傍聴経験がまだ浅かった頃には違和感のあった弁護人の言い分も、それが代理人として当然の仕事だと理解できてからは平常心で聴くことができるようになった。

技術が問われるのは、被告人が罪を認めている場合だ。

いかにして情状酌量の余地を増やし、執行猶予付き判決に持ち込むか。実刑なら、年数を減らすか。量刑にはなんとなくの相場があって、検察の求刑が懲役10年なら判決は7年、5年なら3~4年というように、求刑の7掛けくらいの判決に落ち着くことが多い。

執行猶予を取れれば文句なし、実刑判決でも、10年が5年になるなど、相場を下回ったときは依頼者(被告人)に実質的な利益をもたらしたことになる。
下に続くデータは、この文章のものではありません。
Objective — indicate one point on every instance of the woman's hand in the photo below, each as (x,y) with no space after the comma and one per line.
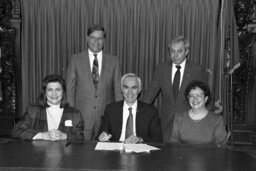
(52,135)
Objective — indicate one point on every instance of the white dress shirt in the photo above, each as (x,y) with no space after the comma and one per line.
(125,117)
(91,58)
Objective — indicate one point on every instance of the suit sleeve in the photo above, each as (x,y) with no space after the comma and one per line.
(78,127)
(220,131)
(105,125)
(153,89)
(117,82)
(175,131)
(24,128)
(71,82)
(155,134)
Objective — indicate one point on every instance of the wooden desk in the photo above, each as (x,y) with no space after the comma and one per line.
(43,155)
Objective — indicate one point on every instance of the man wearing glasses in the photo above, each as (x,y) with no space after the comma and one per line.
(171,78)
(93,80)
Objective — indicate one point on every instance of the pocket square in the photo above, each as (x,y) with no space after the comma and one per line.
(68,123)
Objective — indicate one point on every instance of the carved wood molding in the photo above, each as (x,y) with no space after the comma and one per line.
(243,77)
(7,57)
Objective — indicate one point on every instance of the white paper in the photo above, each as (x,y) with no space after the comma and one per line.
(109,146)
(137,148)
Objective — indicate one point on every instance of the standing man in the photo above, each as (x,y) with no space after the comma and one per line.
(171,78)
(130,120)
(93,80)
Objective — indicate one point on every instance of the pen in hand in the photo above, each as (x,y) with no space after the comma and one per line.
(67,144)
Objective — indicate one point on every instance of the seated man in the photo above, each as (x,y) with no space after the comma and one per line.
(130,120)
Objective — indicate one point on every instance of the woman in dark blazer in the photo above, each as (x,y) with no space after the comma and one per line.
(51,118)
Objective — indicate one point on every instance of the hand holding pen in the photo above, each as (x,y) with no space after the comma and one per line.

求刑から大幅減の判決を受けた被告人が、法廷を出ていくとき、弁護人に深々と頭を下げたり、執行猶予付き判決で済んだ被告人が、閉廷後、涙ながらに礼を言ったりするのは珍しい光景ではない。弁護人は笑顔で受け止めつつ、あくまでクールに「良かったですね」「しっかり更生してください」で終わらせ、いつまでもベタベタしない。

腕のいい弁護人に出会うたび、プロだなと思う。

土俵際に追い込まれた人の味方になり、減刑という結果を出す。これはやりがいのある仕事だろう。だが、冷静に考えてみれば、弁護人は職務を果たしただけ。特別な能力を発揮したわけではない。それでも大いに感謝されるのは窮地を救ったからである。

医者もそうだ。やるべきことをやり、素早い処置を施したり手術が成功したりすると、患者に大感謝される。消防士だってレスキュー隊だって同じ。ピンチを救えば、助けられた人はありがたく思うのだ。